Lower endoscopy: Guide for children

These educational videos were created and uploaded to YouTube by Children's Hospital of Wisconsin

Newly Diagnosed Patient Checklist

Once the diagnosis of Inflammatory Bowel Disease has been confirmed by endoscopy your Pediatric IBD team will ask for additional tests to be completed. Here is a list of the tests that are required to be completed once your child’s diagnosis has been confirmed.  Not every test listed below may be requested by your physician - every case is different. Additionally, if you are participating in research studies you may be asked to bring in additional samples such as stool and urine. If you have any questions or concerns, please do not hesitate to call the clinic.



Bowel Ultrasound

WHY: This is a quick and non-invasive way to assess for bowel thickening or inflammation in wall of your bowel.


It may be done in clinic by one of the IBD doctors or by our radiologists at the Stollery Children hospital.


Blood Work

WHY: To establish baseline of patient’s condition, prior to starting treatment.  Inflammatory markers, nutritional labs and previous immunization levels are checked.  







Stool tests

WHY: To rule out infection and check the Fecal Calprotectin level (inflammatory product shed by inflammatory cells in the gut lining into stool - allows us to measure the amount of inflammation in the bowel)

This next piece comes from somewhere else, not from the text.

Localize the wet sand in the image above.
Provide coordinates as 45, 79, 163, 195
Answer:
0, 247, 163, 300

For fecal calprotectin, the first stool of the day is to be collected in an orange top container. The specimen can be frozen until delivery. It can be dropped off at any Dynalife location with its requisition. It is to be collected at the time of diagnosis prior to treatment being started.

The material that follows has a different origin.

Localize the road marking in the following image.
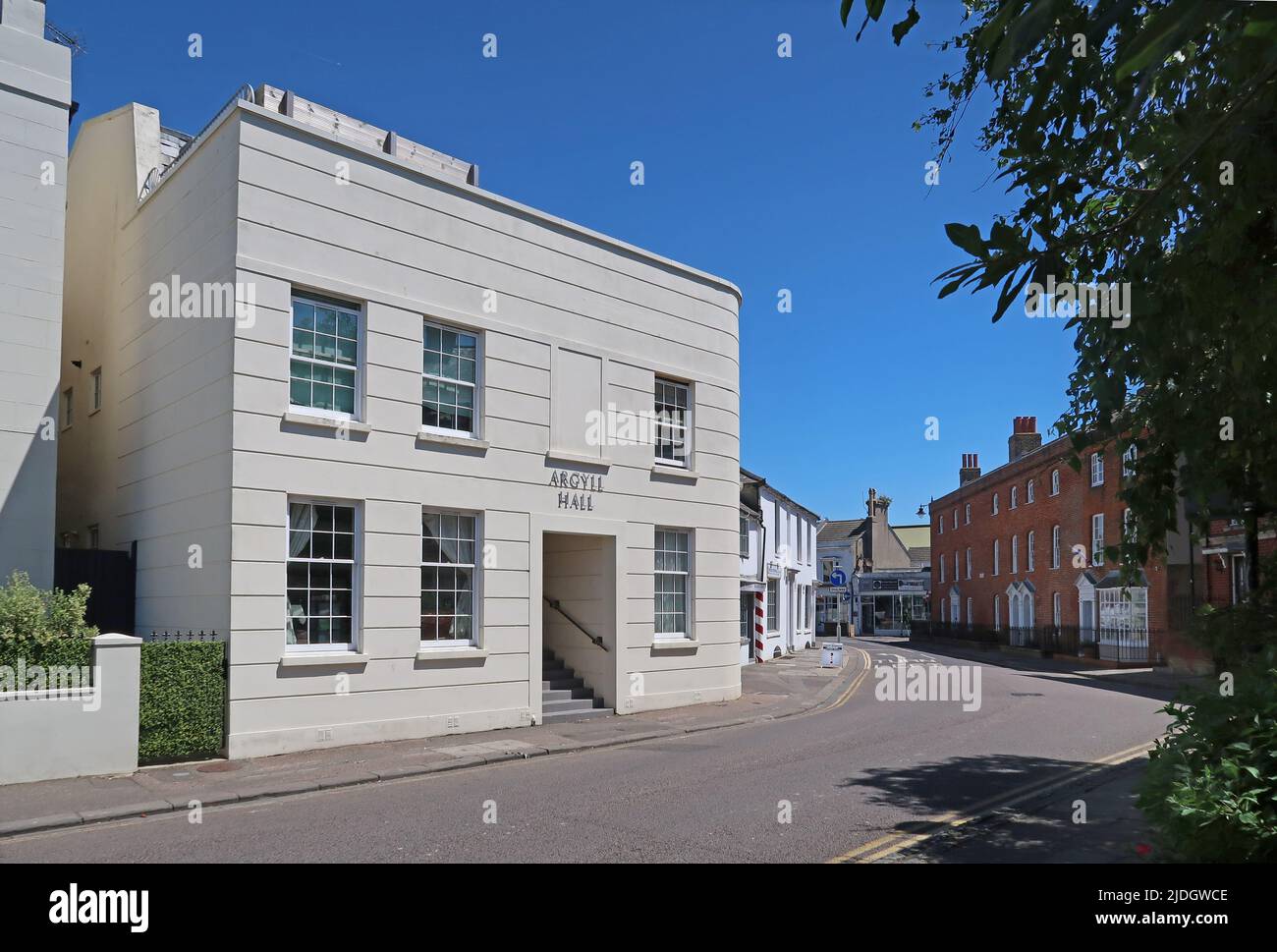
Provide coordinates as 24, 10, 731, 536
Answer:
826, 741, 1154, 863
812, 647, 873, 713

Mantoux Test (aka TB test; PPD) 

WHY: To confirm that patient doesn’t have tuberculosis or has been exposed to tuberculosis.  Some of the medications that patient may be put on to treat their inflammatory bowel disease, could be dangerous if the patient had tuberculosis and we weren’t aware of it. This involves a very small needle prick to the arm, which needs to be looked at 2-3 days later to see if there is a reaction.

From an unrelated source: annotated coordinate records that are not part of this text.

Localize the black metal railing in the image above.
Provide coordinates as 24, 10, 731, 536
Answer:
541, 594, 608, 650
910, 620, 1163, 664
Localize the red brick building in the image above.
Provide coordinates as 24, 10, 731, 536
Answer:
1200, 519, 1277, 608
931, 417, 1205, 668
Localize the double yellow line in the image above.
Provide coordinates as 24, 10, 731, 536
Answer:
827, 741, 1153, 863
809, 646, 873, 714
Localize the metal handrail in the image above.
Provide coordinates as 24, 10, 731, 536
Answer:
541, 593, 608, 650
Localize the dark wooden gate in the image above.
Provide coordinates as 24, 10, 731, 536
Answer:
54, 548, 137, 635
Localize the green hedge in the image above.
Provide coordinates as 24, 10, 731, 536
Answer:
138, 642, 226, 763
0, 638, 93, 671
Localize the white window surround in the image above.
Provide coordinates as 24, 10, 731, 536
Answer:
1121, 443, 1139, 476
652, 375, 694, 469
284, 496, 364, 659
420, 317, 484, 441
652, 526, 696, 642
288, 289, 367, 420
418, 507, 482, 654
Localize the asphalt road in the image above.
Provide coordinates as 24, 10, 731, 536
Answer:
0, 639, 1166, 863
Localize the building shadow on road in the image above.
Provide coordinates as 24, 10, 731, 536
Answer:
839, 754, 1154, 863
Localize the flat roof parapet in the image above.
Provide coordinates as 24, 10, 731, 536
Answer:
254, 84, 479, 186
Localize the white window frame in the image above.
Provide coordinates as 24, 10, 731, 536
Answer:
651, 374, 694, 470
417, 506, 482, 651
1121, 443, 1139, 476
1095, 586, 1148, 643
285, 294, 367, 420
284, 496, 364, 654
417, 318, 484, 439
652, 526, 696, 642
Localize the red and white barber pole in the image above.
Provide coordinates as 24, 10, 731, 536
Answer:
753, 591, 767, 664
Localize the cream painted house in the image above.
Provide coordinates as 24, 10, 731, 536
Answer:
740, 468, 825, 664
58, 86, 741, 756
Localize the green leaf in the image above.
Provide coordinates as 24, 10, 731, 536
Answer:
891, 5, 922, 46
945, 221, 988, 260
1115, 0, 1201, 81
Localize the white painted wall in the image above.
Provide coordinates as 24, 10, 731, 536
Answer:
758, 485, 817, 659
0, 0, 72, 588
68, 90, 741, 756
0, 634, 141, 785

To be booked at the public health unit of your convenience. Call public health unit to make arrangements for an appointment. To be done as soon as possible, as results of test may determine treatment options.  Letter will be provided to give to public health unit. We also ask that public health unit send copy of immunization letter.


Bone Density

WHY: To get baseline value of how patient’s bones have been growing. This test is very similar to an X-ray or scan.


To be booked by you at your convenience.  You call MIC (780) 450-1500, to book. Must be booked at College Plaza location, as it is the only location that will provide a bone density for pediatric patients.  To be booked within 1 month of diagnosis.


Small Bowel and Pelvic MRI

WHY: To allow us to assess the small bowel (most of the small bowel is not reached by the scope) and pelvic region if perianal or fistulizing disease is suspected.  


Pediatric GI nurses will book the test and call to notify you of your appointment details.  The test is booked at University of Alberta or Grey Nuns Hospital. It does require that a patient gets an IV and has to drink a liquid contrast (to help see the bowel) prior to the exam. Preparation for the test is clear fluids only for 3 hours prior to the test and arriving 90 minutes prior to the exam to allow for time to drink the contrast.


Chest X-ray

WHY: To check the lungs.


To be done at any outpatient radiology department.




Remember to ask for MAXILENE (numbing cream) if your child is anxious about the bloodwork. Your doctor would be happy to write you a prescription for you to have your own tube.